Increasingly produced and encountered outside the gallery, art often takes the form of interventions into urban public space intended to produce immediate and unpredictable public responses. Much of the work in this book is informed by these shifts within contemporary art. The role of walking is often directly connected to the critical and creative engagement that artists have with their changing urban environment. These first-hand encounters with the social and physical geographies of the city provide material in the form of encounter, protest, documentary, spatial narratives, actions, participation, risk, collaboration, fiction, chance and spectacle. It is here that we explore how urban walking connects disciplines and facilitates a range of processes and methods for the production of new critical modes that situate art within the context of our contemporary urban condition.
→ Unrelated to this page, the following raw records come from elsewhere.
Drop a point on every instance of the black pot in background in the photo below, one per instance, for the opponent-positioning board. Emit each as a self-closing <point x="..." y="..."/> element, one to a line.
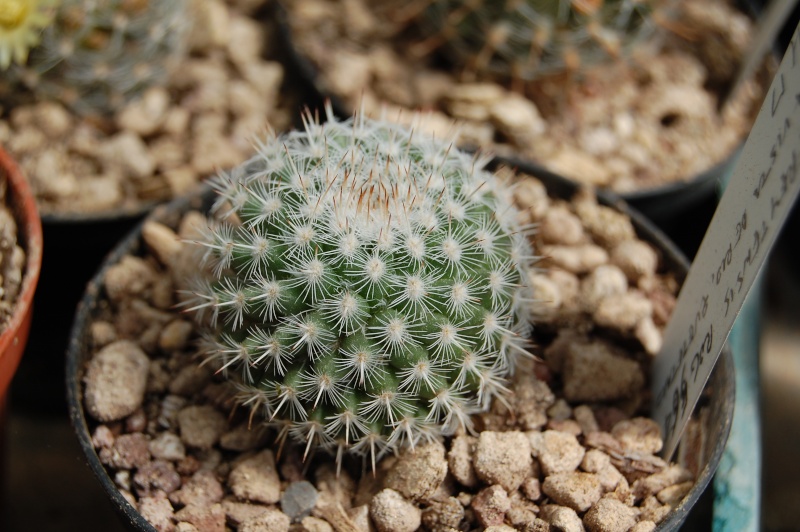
<point x="76" y="246"/>
<point x="681" y="209"/>
<point x="695" y="510"/>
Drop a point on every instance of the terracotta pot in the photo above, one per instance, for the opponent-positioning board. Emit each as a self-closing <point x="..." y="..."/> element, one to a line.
<point x="13" y="339"/>
<point x="701" y="451"/>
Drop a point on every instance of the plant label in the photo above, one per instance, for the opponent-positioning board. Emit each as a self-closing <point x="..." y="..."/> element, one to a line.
<point x="750" y="214"/>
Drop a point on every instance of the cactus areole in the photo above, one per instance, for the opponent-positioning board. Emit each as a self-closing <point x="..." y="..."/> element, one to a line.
<point x="366" y="285"/>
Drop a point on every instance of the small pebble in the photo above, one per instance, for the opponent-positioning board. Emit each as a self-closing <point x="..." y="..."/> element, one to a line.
<point x="298" y="500"/>
<point x="490" y="505"/>
<point x="562" y="518"/>
<point x="640" y="434"/>
<point x="419" y="472"/>
<point x="392" y="513"/>
<point x="610" y="515"/>
<point x="503" y="458"/>
<point x="201" y="426"/>
<point x="255" y="479"/>
<point x="115" y="380"/>
<point x="270" y="520"/>
<point x="459" y="459"/>
<point x="557" y="452"/>
<point x="576" y="490"/>
<point x="208" y="518"/>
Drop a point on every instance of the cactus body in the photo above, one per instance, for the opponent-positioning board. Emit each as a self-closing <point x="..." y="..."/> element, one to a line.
<point x="367" y="285"/>
<point x="526" y="39"/>
<point x="97" y="54"/>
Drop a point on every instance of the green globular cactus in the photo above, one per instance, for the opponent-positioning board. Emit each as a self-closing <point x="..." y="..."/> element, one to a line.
<point x="526" y="39"/>
<point x="366" y="285"/>
<point x="98" y="54"/>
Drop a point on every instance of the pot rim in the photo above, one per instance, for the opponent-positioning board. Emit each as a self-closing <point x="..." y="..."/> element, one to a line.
<point x="29" y="226"/>
<point x="700" y="183"/>
<point x="674" y="261"/>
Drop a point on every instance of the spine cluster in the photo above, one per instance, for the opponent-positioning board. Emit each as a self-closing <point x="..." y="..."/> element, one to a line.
<point x="366" y="287"/>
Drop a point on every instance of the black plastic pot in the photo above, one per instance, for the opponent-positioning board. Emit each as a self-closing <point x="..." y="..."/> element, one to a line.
<point x="77" y="245"/>
<point x="679" y="208"/>
<point x="705" y="451"/>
In section two, Night, we consider night walking as key to the way many artists work, think and research. Rut Blees Luxemburg and Jean-Luc Nancy take a nocturnal and circuitous journey from Shoreditch through the City of London to the soundtrack of Hans Zenders interpretation of the first lied of Schuberts Winterreise: Gute Nacht. The journey starts with a ruin the ancient columns of an abandoned city and passes the stone pillars of the Bank of England, the tents of Occupy in Finsbury Square and the construction sites of current corporate development. Nayan Kulkarni takes us on another nocturnal journey, from the heart of global capitalist quasi-public realm spaces in Canary Wharf to private and social housing developments along the pathways to Mile End Park. These architectural episodes are intercut with layers of transport infrastructure, recreational spaces and pedestrian pathways that give an insight into the role played by electric light in determining the economic and social condition of different areas of the city.